The overall tenor of this psalm causes me to hear in this line
a spontaneous impulse to sing/rejoice when we draw near to God.
In other words, I do not think that these words are just
exhorting us to join in when Adam begins a song; I think this line is
calling upon us to feel the joy of coming into God’s presence to
such an extent that songs naturally flow from us.
Such an understanding is fed by the fact that the term rendered
here as “joyful songs” can also be translated as “jubilation.”
The coming into God’s presence is to create
joy/singing/jubilation. We
are drawing near to the God of all the earth.
What a wonder! What
a thrill!!
Now
look with me at v 3:
Know
that the Lord is God.
It
is he that made us, and we are his;
we
are his people, and the sheep of his pasture.
This
verse is emphatically focused on God, and that is clearer in the
Hebrew text that it is in some English translations.
The Hebrew does not require the pronoun “he” in this verse
anywhere. It is implied
in the first line, “Know that the Lord
is God,” and that line makes perfect sense without it.
But in the Hebrew the word “he” is there anyway.
Neither is it required in the clause, “It is he that made
us” because the pronoun is built into the verb anyway.
But again the pronoun “he” is there.
What the biblical text is doing here is comparable to what we
do when we put a word in bold type, underline, or italicize it.
This text is putting the spotlight on the Lord. I like to
read the text this way: Know that the
Lord, He is God. It is He
that made us, . . .”
And v
3 calls upon us to “know” the Lord.
Tate writes concerning the word “know” here, “the context
seems to favor the idea of ‘acknowledge/recognize/confess’ . .
.” I especially feel
drawn to viewing this verse as a call to confess
that the Lord is God, the
God who made us and to whom we belong.
And we belong to the Lord
as the Lord’s people and like a flock of sheep belong to a shepherd.
McCann
draws attention to the pronoun flow in this verse.
Listen to it: “‘he
. . . he . . . us . . . we . . . his . . . his.’”
After drawing attention to that he writes, “This arrangement
dramatically suggests that the question of human identity must begin
and end with God. That is
what the psalm intends for us to ‘know.’”
Now
look with me at v 4.
Enter
his gates with thanksgiving,
and
his courts with praise.
Give
thanks to him, bless his name.
We
come with thanks. We come
to God to orient our whole lives around God.
We come to sing and praise God with joy, with jubilation.
We come knowing and confessing that the Lord,
He is God, He has made us, we are His people and the flock that He shepherds.
All of that results in us drawing near to Him with thanksgiving
and praise. All of that causes us to extol the wonder of who God is,
which is how I would suggest we understand the concept of blessing
God’s Name. Thankful,
joyful worship flows out of knowing who God is and who we are before
that God. God is sovereign. The
Lord is God.
Now
look with me at v 5:
For
the Lord is good;
his
steadfast love endures forever,
and
his faithfulness to all generations.
And
now a final reason for praising and thanking God.

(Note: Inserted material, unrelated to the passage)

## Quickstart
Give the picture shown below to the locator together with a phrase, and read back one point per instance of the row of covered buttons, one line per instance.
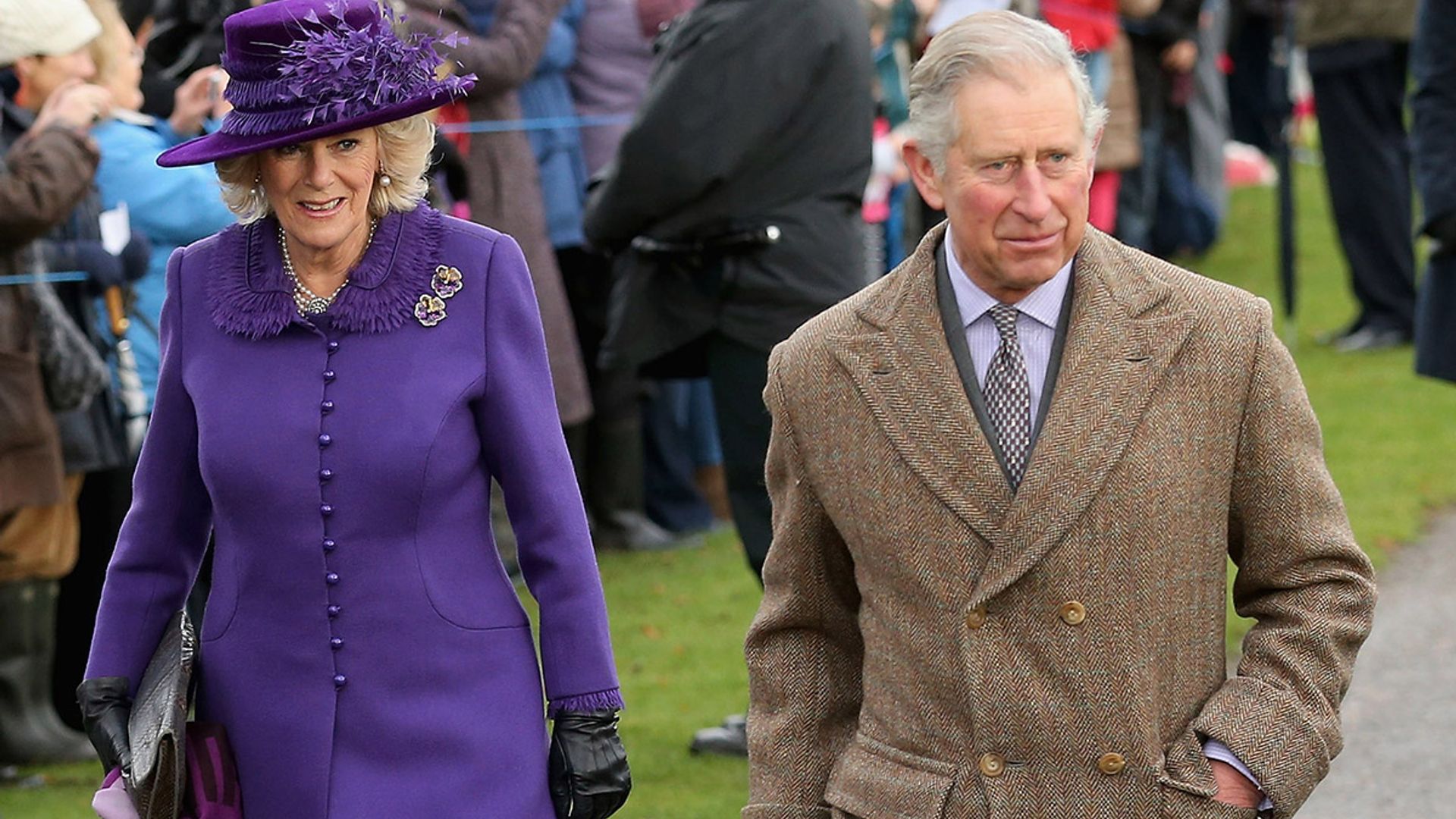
(327, 509)
(1071, 613)
(995, 764)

It is because of His goodness, His steadfast love, and His
faithfulness. And the
goodness, steadfast love, and faithfulness of God are all active
attributes. These are not
passive aspects of the divine personality.
These are active and energetic realities within the living God.
These aspects reach out and bless our lives.
Can
you imagine singing a psalm like this in the land of Babylon in exile?
We cannot know that Book IV came together that early.
We cannot know that this psalm was used in worship even before
the Jews returned to Jerusalem after its destruction.
But I like to imagine that it was.
It certainly could have been used that early. They certainly needed the perspective of Book IV while they
were hurting so badly away from their home.